Inspiration
The idea of building a secret network between phones using hypersonic frequencies to avoid human detection.
What it does
ShadowSound, the program, provides a disguised channel using any audible sound by subtly modifying any audio played through any system's speakers. A bitstream can be placed on these modifications, allowing other nearby speaker systems to receive transmissions. This can be used to exfiltrate data without using any networks. The audio that is broadcasted is not considered suspicious, as it hijacks user played audio in a way in which the modification remains nearly unnoticeable.
How we built it
The clients are built in Python. The fundamental mechanism that we used removed a insignificant section of the audio being sent using a bandpass filter. The human ear doesn't notice the modified gap while a nearby mic with ShadowSound can pick up and decode the the message using the missing sound. The presence of this gap is oscillated to encode bits. The baud rate is relatively low allowing the encoding of characters using the five bit Baudot encoding rather than the eight bit ASCII. This made the data transmission 37.5% more efficient. The transmitting side sits in the audio driver position, intercepts audio sent to the speakers, and redirects it into ShadowSound. ShadowSound then modifies the audio,encoding the next bit of any given message to finally be outputted through the speakers. On the receiving end, the program takes the Fast Fourier Transform of a chunk of the audio and checks for whether a band around, 500hz, has been removed.
Challenges we ran into
There were two major challenges we ran into. The first was finding a way to modify audio in a way which is not obvious to listeners. The second was dealing with the poor frequency responses of consumer laptop microphones and speakers.

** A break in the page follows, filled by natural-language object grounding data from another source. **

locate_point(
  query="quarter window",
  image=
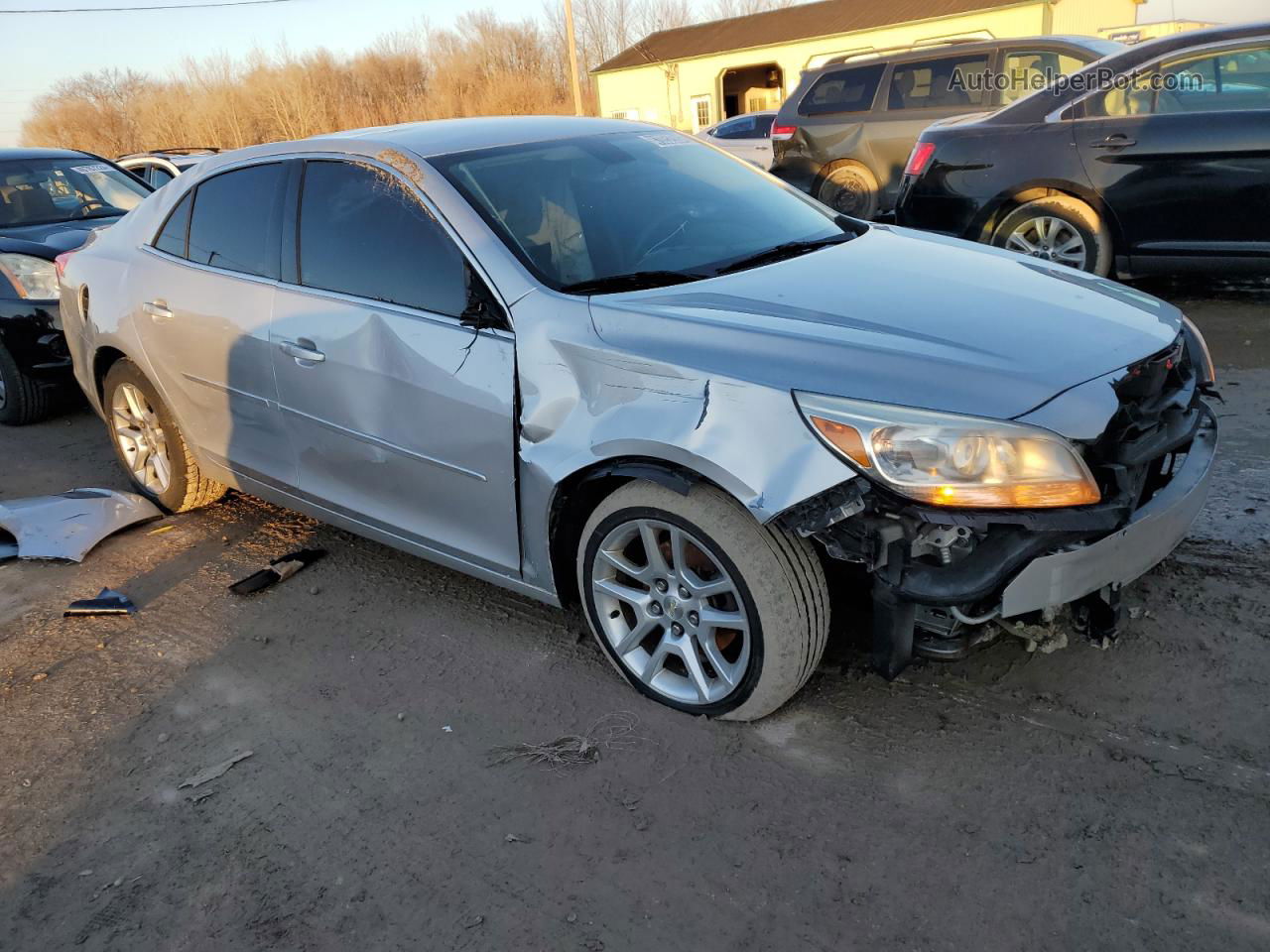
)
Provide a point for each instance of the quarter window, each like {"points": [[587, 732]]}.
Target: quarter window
{"points": [[232, 223], [938, 84], [363, 232], [842, 91], [1228, 81], [172, 239]]}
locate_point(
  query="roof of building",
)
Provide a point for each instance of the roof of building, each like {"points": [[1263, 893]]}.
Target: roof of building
{"points": [[786, 26]]}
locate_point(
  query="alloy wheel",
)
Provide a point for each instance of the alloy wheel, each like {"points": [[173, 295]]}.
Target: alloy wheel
{"points": [[671, 612], [1051, 239], [140, 438]]}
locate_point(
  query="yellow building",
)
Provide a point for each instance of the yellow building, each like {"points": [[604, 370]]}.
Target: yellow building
{"points": [[1137, 32], [693, 76]]}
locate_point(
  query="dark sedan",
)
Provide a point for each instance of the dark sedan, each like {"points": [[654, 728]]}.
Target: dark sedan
{"points": [[1152, 160], [51, 199]]}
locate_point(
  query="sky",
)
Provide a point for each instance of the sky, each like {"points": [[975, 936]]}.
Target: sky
{"points": [[40, 49]]}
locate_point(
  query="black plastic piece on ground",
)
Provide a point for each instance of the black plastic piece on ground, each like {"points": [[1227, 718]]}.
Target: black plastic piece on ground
{"points": [[278, 569], [893, 631], [108, 602]]}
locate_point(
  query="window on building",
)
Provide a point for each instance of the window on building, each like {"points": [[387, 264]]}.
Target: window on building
{"points": [[938, 84], [843, 91], [363, 232], [701, 111], [1029, 71], [231, 221]]}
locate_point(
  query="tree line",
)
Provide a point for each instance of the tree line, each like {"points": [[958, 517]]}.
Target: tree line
{"points": [[484, 64]]}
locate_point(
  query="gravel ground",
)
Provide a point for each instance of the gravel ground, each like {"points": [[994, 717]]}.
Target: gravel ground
{"points": [[1084, 798]]}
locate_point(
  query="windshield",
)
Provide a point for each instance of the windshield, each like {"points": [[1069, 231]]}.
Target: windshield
{"points": [[44, 190], [631, 204]]}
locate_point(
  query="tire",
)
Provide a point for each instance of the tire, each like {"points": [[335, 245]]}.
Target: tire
{"points": [[775, 580], [1021, 230], [849, 189], [186, 486], [23, 399]]}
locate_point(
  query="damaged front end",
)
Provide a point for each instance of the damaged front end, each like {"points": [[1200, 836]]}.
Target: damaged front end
{"points": [[947, 579]]}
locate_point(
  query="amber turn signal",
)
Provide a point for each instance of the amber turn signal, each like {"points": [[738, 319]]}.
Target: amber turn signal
{"points": [[846, 439]]}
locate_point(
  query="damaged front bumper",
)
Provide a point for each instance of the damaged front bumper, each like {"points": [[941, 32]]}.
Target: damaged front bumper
{"points": [[1152, 532], [939, 575]]}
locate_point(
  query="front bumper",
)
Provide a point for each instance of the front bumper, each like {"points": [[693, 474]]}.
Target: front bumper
{"points": [[31, 330], [1146, 539]]}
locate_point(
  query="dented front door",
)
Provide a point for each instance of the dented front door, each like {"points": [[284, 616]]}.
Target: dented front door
{"points": [[400, 416], [404, 421]]}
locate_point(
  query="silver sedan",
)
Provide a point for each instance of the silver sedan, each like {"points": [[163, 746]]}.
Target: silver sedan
{"points": [[602, 363]]}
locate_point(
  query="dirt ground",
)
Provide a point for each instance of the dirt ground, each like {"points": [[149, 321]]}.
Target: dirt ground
{"points": [[1080, 800]]}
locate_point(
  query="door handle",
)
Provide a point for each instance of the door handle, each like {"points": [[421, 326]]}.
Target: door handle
{"points": [[1116, 141], [158, 309], [303, 350]]}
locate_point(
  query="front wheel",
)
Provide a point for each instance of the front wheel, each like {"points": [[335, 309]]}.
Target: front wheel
{"points": [[150, 444], [1058, 229], [698, 604]]}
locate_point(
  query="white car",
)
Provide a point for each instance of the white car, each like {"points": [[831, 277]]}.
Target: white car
{"points": [[748, 136]]}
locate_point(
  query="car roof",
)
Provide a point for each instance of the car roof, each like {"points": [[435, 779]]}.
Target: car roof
{"points": [[1037, 105], [448, 136], [40, 153], [953, 48]]}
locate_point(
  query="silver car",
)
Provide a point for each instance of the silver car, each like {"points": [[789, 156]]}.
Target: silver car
{"points": [[603, 363]]}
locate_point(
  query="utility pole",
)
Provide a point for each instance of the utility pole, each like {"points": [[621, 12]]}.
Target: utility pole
{"points": [[572, 58]]}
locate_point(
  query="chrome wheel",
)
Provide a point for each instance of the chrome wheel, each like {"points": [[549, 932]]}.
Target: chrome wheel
{"points": [[1051, 239], [672, 615], [140, 438]]}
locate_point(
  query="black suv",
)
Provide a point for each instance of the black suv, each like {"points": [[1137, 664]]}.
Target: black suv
{"points": [[1152, 160], [51, 199], [842, 143]]}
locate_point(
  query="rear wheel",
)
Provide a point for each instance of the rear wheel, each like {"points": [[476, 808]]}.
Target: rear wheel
{"points": [[1058, 229], [23, 399], [150, 445], [698, 604], [849, 189]]}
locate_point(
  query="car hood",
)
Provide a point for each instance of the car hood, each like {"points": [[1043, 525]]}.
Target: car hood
{"points": [[51, 239], [898, 316]]}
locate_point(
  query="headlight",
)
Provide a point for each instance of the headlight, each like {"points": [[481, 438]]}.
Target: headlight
{"points": [[32, 277], [952, 460]]}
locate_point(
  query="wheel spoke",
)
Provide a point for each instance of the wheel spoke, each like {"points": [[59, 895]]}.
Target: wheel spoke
{"points": [[722, 666], [697, 673], [163, 471], [631, 639], [621, 563], [132, 397], [656, 661], [1017, 243], [652, 548], [714, 619]]}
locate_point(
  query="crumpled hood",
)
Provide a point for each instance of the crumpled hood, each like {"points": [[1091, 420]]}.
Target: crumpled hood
{"points": [[51, 239], [898, 316]]}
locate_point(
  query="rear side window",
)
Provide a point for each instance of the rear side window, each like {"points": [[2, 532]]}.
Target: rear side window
{"points": [[939, 84], [742, 127], [363, 232], [232, 225], [842, 91], [172, 239]]}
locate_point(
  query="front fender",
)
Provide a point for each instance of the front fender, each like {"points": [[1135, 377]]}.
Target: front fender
{"points": [[584, 402]]}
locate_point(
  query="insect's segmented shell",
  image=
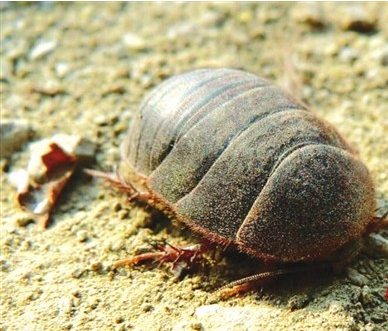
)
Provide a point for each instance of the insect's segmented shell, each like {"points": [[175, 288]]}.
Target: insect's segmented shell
{"points": [[239, 160]]}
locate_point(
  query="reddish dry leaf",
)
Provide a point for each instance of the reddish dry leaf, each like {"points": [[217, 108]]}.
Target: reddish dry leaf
{"points": [[39, 199]]}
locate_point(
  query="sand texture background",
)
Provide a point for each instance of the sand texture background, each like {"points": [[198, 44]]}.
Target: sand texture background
{"points": [[84, 68]]}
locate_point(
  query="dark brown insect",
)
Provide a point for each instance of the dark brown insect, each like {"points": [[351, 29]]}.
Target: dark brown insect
{"points": [[239, 161]]}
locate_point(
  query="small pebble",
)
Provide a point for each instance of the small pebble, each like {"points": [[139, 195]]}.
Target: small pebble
{"points": [[82, 235], [13, 134], [356, 278], [134, 42], [96, 266], [146, 307], [42, 48], [348, 54]]}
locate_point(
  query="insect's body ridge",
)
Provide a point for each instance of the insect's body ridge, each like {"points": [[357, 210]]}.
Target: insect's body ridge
{"points": [[241, 162]]}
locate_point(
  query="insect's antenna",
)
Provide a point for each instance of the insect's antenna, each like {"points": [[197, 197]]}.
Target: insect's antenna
{"points": [[271, 274]]}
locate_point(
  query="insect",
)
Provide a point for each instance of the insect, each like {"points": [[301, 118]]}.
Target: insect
{"points": [[243, 164]]}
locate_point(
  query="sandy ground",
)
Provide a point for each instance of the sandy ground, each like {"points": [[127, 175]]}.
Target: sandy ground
{"points": [[84, 68]]}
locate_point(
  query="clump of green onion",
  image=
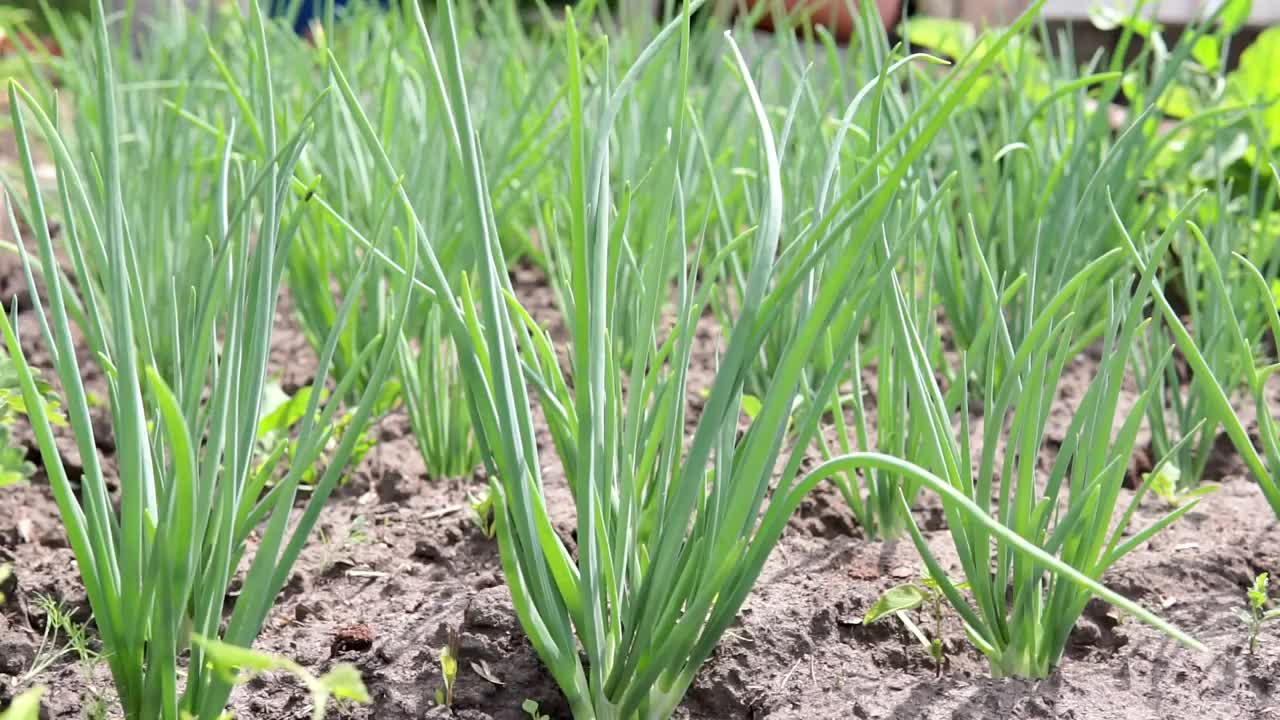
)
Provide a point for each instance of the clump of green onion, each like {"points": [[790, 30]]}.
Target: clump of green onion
{"points": [[158, 565], [671, 537], [1020, 615]]}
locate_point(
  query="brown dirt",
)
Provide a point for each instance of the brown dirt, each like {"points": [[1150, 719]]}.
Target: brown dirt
{"points": [[398, 563]]}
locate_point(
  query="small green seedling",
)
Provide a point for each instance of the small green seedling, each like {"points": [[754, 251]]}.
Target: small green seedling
{"points": [[238, 664], [531, 709], [1165, 483], [1256, 614], [481, 509], [903, 598], [14, 466], [24, 706], [448, 669]]}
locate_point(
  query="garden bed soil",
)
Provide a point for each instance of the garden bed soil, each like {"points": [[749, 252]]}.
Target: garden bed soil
{"points": [[398, 561]]}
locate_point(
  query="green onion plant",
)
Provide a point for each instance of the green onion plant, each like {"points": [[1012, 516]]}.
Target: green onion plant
{"points": [[670, 536], [1020, 615], [158, 564]]}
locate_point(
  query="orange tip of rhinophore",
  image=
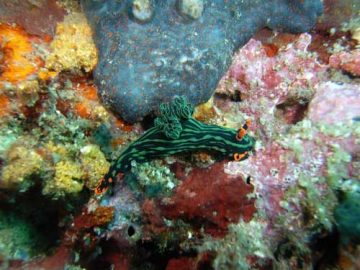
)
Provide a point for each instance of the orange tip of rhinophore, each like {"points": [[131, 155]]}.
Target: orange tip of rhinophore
{"points": [[238, 157], [241, 134]]}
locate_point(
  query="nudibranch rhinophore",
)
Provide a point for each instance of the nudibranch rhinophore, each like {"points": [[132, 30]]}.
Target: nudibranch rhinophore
{"points": [[151, 50], [175, 131]]}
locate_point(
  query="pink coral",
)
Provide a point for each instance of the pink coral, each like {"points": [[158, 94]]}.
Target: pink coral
{"points": [[348, 61], [334, 103]]}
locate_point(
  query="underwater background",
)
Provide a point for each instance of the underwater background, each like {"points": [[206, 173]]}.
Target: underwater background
{"points": [[180, 134]]}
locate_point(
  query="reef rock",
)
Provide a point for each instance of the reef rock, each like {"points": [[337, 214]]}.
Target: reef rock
{"points": [[150, 51]]}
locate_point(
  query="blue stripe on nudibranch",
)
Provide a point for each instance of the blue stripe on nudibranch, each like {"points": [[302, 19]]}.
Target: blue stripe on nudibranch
{"points": [[186, 135]]}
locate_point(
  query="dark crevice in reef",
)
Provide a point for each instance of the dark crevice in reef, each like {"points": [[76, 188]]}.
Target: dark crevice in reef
{"points": [[40, 215]]}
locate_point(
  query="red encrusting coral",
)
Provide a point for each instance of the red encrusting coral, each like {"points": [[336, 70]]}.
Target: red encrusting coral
{"points": [[210, 198]]}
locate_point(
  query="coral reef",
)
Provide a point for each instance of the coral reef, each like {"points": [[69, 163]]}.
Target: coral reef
{"points": [[183, 49], [72, 48], [21, 164], [207, 207], [234, 251], [191, 194]]}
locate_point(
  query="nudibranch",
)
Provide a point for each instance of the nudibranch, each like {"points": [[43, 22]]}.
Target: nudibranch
{"points": [[175, 131]]}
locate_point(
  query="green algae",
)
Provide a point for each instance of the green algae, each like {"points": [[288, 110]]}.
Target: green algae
{"points": [[19, 240], [243, 240], [154, 178]]}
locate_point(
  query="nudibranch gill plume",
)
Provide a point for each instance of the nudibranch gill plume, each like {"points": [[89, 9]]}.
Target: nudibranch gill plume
{"points": [[175, 131]]}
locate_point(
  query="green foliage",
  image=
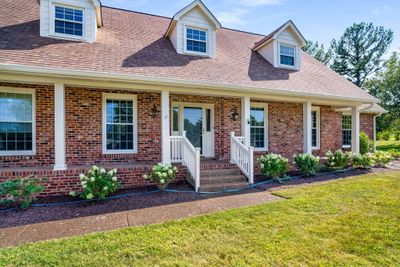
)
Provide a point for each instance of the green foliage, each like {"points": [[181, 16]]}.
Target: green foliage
{"points": [[338, 160], [273, 165], [363, 161], [162, 175], [358, 52], [364, 143], [382, 158], [318, 51], [20, 192], [98, 183], [307, 164]]}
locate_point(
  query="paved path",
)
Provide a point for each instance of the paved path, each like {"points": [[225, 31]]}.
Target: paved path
{"points": [[15, 236]]}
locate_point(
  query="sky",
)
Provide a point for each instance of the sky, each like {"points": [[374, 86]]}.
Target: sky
{"points": [[317, 20]]}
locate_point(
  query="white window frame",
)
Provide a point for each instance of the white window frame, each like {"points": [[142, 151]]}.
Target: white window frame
{"points": [[294, 46], [351, 129], [318, 110], [186, 26], [107, 96], [23, 152], [266, 124], [68, 4]]}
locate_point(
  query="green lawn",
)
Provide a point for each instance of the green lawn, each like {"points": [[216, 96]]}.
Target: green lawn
{"points": [[345, 222], [388, 145]]}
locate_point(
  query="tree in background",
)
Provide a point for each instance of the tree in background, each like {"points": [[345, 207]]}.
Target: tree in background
{"points": [[358, 52], [318, 51], [386, 86]]}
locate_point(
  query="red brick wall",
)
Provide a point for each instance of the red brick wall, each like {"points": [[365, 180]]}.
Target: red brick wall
{"points": [[367, 124], [223, 124], [84, 128], [44, 129]]}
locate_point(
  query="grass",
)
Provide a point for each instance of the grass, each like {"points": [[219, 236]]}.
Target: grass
{"points": [[344, 222], [388, 145]]}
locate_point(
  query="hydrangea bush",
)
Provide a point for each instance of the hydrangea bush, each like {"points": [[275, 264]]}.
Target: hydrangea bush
{"points": [[162, 175], [338, 160], [273, 165], [307, 164], [98, 183], [382, 158]]}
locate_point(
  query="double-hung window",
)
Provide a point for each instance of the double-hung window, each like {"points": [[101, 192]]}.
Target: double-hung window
{"points": [[346, 131], [68, 20], [315, 128], [258, 127], [286, 55], [196, 40], [17, 122], [119, 124]]}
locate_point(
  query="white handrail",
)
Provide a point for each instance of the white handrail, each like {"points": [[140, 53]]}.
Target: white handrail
{"points": [[183, 151], [242, 156]]}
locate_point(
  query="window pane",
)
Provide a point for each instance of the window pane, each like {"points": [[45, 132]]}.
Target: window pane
{"points": [[119, 129]]}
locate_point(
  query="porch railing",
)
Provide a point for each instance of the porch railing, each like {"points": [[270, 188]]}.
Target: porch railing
{"points": [[242, 156], [183, 151]]}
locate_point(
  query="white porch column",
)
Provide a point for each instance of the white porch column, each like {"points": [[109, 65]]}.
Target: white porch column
{"points": [[165, 133], [355, 129], [246, 120], [59, 117], [307, 120]]}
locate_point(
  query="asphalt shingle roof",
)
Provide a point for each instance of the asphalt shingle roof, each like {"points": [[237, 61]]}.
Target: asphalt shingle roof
{"points": [[134, 43]]}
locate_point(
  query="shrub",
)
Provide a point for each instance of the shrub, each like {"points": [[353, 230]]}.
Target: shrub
{"points": [[162, 175], [273, 165], [364, 143], [98, 183], [20, 192], [307, 164], [382, 158], [338, 160], [363, 161]]}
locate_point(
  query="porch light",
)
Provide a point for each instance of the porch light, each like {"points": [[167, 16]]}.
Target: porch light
{"points": [[154, 111], [235, 114]]}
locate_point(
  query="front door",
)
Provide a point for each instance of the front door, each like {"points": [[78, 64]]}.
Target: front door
{"points": [[196, 120]]}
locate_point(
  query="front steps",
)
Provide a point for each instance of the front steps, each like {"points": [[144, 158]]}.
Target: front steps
{"points": [[220, 176]]}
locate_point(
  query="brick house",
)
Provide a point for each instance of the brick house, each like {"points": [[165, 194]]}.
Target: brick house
{"points": [[84, 84]]}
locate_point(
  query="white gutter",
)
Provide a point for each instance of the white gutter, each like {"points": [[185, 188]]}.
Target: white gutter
{"points": [[105, 76]]}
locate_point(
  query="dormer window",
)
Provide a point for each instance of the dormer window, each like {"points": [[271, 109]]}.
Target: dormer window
{"points": [[196, 40], [68, 21], [286, 55]]}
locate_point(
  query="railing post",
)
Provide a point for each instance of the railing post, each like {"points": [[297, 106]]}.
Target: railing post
{"points": [[197, 175], [251, 165], [232, 148]]}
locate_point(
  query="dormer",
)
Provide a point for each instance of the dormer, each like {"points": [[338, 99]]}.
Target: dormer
{"points": [[75, 20], [282, 47], [192, 30]]}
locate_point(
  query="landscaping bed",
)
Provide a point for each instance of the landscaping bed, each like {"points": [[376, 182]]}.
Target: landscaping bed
{"points": [[146, 197]]}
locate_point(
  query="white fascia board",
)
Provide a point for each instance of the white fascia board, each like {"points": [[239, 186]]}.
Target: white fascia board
{"points": [[116, 77]]}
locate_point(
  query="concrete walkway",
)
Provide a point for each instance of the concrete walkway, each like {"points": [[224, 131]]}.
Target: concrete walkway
{"points": [[19, 235]]}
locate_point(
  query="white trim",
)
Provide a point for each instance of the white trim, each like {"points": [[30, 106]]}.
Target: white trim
{"points": [[165, 131], [266, 125], [59, 127], [52, 18], [173, 82], [195, 27], [318, 110], [17, 90], [307, 125], [132, 97]]}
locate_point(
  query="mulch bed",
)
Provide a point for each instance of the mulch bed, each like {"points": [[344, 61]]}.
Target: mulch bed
{"points": [[54, 213]]}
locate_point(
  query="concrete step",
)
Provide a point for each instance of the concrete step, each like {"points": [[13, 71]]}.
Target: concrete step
{"points": [[219, 172], [223, 179], [222, 186]]}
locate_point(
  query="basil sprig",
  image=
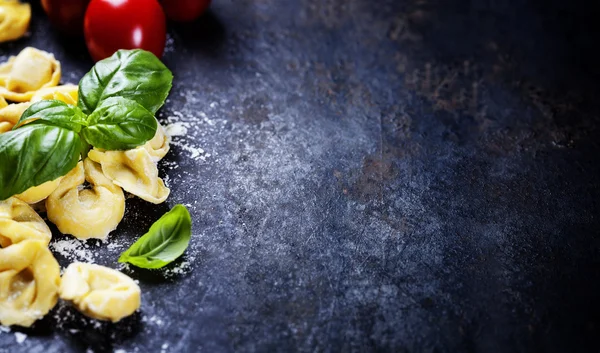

Accomplishments that we're proud of
The team is most proud of bringing the idea of ShadowSound to a working reality within a 36 hour hackathon.
What we learned
Three fourths of the team has never worked audio or audio processing. Together with the knowledge of the fourth teammate the team was able to overcome the challenges faced while creating ShadowSound. Initially the team approached the project attacking the same problem at the same time. About 8 hours into the project we realized that we would not finish if we worked on the same part of the project. The work was then divided and conquered.
What's next for ShadowSound
The team plans to make the transmissions much more discrete. The team would also like to optimize the rate at which bits can be transmitted. As the transmission of data through an audible, publicly projected, source unnoticeably is the purpose of ShadowSound, making it harder to find, and faster is its main goals.